The FDA official’s statement makes the case that the revised labeling is merely a way to highlight information that was already elsewhere in the Aduhelm labeling as it was originally approved, in response to feedback from unspecified stakeholders: “The Clinical Studies section (Section 14) of the original approved labeling provided prescribers with information relevant to the population appropriate for initiation of treatment. Based on stakeholder feedback, the agency determined that the information should be given more prominence and included in the first section of labeling.”
 
The question of cost
Insurers, other payors, and patient and physician groups are among those who have expressed concern about the implications of including a broad patient population in eligibility for a drug that is projected to cost $56,000 yearly. A Kaiser Family Foundation (KFF) report issued soon after Aduhelm’s approval noted that the approval “has huge implications for Medicare and beneficiaries,” especially since the intravenous route of administration for Aduhelm means reimbursement will fall under Medicare Part B provisions.
 
A back-of-envelope calculation in the KFF analysis would put potential total spending on Aduhelm at almost $29 billion annually, if just one-fourth of the Medicare beneficiaries who are currently taking any Alzheimer’s treatment were to receive the newly approved drug. “To put this $29 billion amount in context, total Medicare spending for all Part B drugs was $37 billion in 2019,” wrote the report authors.
 
The trimmed population for whom Aduhelm is now indicated will likely reduce these figures. Medicare and private insurers usually only reimburse therapies used for approved indications, though patients may still receive them for other indications from prescribers who use them off-label.
 
FDA sought to “clarify intent”
Focus asked the CDER official whether feedback from CMS and other payors played into the agency’s decision to change the Aduhelm label.
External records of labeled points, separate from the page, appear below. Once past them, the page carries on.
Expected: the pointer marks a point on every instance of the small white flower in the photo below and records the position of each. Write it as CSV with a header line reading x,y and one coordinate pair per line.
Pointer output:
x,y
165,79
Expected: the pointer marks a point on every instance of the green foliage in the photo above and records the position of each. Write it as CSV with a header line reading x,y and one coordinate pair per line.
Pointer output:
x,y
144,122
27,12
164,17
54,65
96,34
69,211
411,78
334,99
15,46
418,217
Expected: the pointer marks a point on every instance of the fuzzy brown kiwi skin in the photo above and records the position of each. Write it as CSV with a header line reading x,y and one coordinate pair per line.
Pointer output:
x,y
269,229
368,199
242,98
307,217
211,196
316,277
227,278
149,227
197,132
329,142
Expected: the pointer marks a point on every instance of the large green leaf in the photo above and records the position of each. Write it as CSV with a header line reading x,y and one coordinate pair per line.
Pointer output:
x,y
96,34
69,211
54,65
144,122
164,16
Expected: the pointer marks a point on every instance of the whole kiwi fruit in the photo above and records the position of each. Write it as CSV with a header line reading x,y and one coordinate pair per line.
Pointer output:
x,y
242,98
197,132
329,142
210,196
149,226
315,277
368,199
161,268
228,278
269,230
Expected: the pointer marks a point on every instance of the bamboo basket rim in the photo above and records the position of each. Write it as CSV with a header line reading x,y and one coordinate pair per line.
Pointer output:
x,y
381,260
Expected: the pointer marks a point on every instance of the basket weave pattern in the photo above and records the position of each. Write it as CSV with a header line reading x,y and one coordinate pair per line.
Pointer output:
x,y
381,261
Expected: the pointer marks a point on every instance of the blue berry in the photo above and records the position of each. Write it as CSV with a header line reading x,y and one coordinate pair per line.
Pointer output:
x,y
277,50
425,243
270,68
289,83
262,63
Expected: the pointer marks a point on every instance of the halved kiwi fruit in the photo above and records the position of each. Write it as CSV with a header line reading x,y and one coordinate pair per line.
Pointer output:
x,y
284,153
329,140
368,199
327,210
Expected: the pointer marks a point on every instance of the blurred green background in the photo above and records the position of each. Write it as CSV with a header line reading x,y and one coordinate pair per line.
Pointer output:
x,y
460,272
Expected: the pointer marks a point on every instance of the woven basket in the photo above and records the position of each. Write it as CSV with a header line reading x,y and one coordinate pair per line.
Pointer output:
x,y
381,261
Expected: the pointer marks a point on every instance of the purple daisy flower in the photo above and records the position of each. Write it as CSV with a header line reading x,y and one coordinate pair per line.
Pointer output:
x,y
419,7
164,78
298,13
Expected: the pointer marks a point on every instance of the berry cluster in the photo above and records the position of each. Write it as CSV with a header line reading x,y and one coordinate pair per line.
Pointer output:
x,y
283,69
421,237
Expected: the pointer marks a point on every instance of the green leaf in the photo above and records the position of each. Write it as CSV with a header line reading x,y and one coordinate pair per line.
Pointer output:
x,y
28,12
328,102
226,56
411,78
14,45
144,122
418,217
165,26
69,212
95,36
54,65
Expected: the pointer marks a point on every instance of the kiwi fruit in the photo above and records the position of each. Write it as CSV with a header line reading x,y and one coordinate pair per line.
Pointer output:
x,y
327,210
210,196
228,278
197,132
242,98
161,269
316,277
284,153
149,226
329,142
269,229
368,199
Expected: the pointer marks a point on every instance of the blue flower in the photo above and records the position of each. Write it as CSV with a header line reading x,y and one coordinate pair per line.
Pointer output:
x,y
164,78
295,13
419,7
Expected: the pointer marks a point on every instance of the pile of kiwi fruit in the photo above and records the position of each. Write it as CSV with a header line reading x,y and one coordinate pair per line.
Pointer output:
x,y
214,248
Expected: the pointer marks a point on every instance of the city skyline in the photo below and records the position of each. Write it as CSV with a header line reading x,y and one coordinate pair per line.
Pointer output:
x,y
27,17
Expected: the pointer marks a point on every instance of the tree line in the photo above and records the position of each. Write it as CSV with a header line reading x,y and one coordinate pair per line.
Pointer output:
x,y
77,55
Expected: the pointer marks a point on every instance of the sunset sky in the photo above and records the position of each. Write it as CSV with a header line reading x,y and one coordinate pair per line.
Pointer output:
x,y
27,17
The official did not reply directly, but focused on FDA’s desire to provide more clarity for prescribers: “The agency believes that it was important to clarify the intent of currently approved labeling for prescribers; specifically, that it is appropriate to initiate treatment in patients with the mild cognitive impairment or mild dementia stages of Alzheimer’s disease. This is the population who were entered into the clinical trials with aducanumab, as described in Section 14 of the prescribing information. However, it is also appropriate for the indication statement to describe the ‘treatment of Alzheimer’s disease,’ because the disease is progressive.
 
“Some patients may benefit from ongoing treatment even if they progress from mild cognitive impairment or mild dementia to later stages of the disease during treatment with aducanumab. Prescribers should evaluate their individual patient’s response to treatment with aducanumab and determine if there is potential for benefit with continued treatment."
 
Aduhelm’s accelerated approval was granted on the basis of the drug’s ability to clear amyloid beta plaques from the brain, although whether reduction in these plaques will result in clinical improvement is unknown – and a subject of ongoing debate by Alzheimer’s researchers. The clinical trials upon which the accelerated approval was based involved patients with mild cognitive impairment or dementia from Alzheimer’s disease, rather than the full spectrum of patients included in the original indication labeling.
 
CDER director Patrizia Cavazzoni took the unusual step of defending the decision in a 7 June statement, issued on the day of the approval.
 
(Editor’s Note: Michael Mezher contributed to this article.)